In our study, a difference between brain and plasma kinetics of citalopram and escitalopram was observed. Whereas the plasma elimination half-life was 25–40 h for S- and R-citalopram, the SERT occupancy decline rate (based on the two time points) was approximately 130 h for both escitalopram and citalopram. A similar discrepancy between decline in plasma concentrations and brain occupancy for antipsychotics was previously shown by Tauscher et al. (2002a), whereas Takano et al. (2006) could demonstrate a reasonable relationship between plasma and brain kinetics for the SSRI fluvoxamine.

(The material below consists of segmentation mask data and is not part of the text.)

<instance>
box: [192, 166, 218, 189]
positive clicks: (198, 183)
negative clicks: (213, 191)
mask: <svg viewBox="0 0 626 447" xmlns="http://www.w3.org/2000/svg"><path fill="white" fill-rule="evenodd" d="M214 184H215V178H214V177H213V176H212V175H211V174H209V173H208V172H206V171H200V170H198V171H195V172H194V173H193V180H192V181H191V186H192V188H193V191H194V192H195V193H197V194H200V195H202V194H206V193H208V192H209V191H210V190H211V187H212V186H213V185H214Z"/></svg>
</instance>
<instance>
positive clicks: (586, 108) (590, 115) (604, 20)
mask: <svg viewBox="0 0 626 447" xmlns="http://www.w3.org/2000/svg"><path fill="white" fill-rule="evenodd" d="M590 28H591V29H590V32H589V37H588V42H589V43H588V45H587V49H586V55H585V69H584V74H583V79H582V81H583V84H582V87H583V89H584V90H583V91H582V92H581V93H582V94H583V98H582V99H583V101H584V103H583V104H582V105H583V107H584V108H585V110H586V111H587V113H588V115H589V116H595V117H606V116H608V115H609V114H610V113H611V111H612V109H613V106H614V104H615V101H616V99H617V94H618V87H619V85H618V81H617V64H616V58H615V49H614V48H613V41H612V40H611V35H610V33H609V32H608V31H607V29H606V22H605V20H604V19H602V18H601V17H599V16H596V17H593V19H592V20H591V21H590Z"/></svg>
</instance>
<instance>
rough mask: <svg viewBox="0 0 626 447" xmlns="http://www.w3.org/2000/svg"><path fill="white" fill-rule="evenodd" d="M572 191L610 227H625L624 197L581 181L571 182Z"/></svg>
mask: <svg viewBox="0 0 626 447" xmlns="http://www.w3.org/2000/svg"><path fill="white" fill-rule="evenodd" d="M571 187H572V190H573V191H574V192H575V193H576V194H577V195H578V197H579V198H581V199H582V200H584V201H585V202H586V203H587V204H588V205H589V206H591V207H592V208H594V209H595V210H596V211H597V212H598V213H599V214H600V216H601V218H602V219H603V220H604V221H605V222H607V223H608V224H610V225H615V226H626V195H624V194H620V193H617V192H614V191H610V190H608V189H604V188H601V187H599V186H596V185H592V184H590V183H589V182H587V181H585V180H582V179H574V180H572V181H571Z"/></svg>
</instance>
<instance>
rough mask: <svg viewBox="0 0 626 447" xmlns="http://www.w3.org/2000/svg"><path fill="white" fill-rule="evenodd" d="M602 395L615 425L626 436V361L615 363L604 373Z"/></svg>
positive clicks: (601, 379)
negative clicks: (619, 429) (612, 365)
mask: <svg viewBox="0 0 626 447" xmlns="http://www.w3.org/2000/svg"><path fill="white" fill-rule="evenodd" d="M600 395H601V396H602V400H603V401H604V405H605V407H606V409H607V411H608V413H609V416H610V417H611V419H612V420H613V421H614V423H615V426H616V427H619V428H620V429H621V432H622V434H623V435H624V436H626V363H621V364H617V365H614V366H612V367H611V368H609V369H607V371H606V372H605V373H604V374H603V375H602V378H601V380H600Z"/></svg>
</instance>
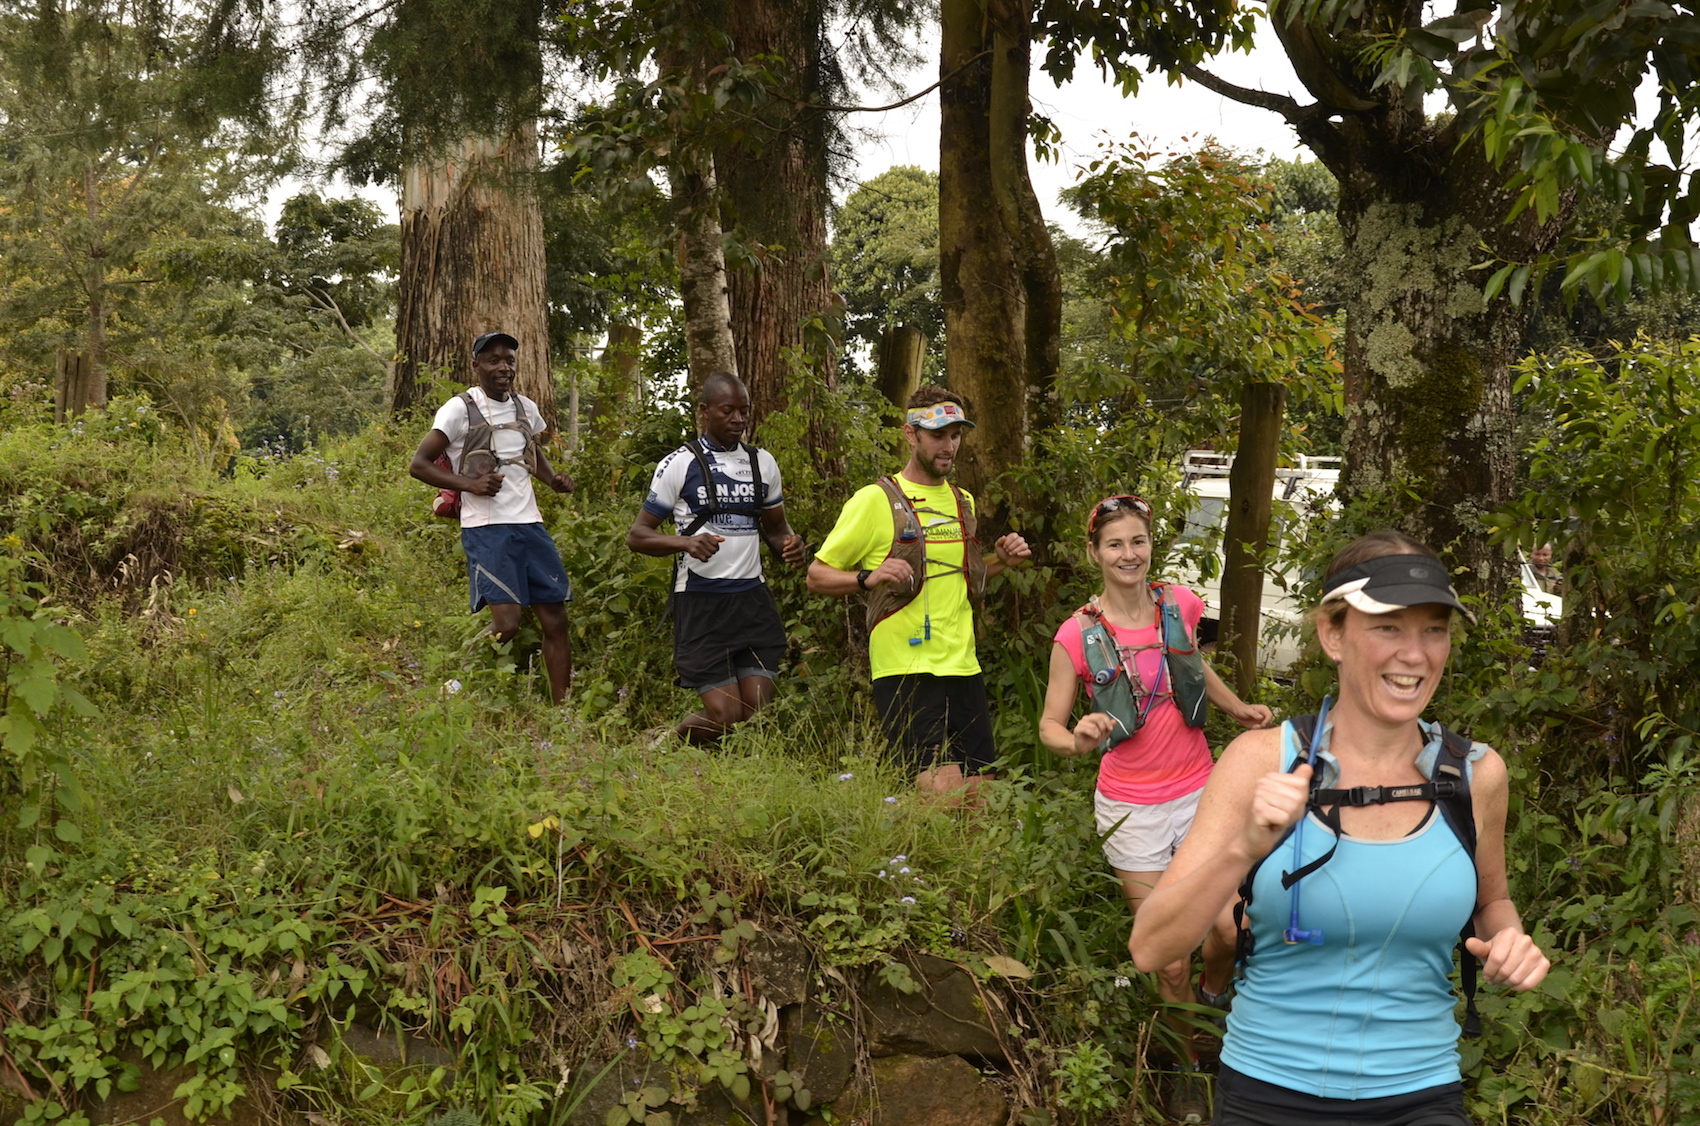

Based on Takano’s results, the time course for fluvoxamine can be estimated from plasma pharmacokinetics and median effective dose (ED50) value, while this does not seem to be the case for either escitalopram or citalopram.

The pharmacokinetics of escitalopram and citalopram from our study, in terms of t max, C max, AUCss and t 1/2, are comparable to the ones available in the literature (Baumann and Larsen 1995; Larsen et al. 2001; Sogaard et al. 2005). Given the different accumulation of S-citalopram and R-citalopram due to the more rapid elimination of S-citalopram (Voirol et al. 1999), the R/S-citalopram ratios were higher at steady state than after administration of single doses (Klein et al. 2006).

In summary, a higher SERT occupancy in midbrain was found after multiple dose administration of 10 mg/day escitalopram compared to 20 mg/day citalopram despite similar plasma concentrations of the S-enantiomer. These results can also be explained by an attenuating effect of R-citalopram on the occupancy of S-citalopram at the serotonin transporter.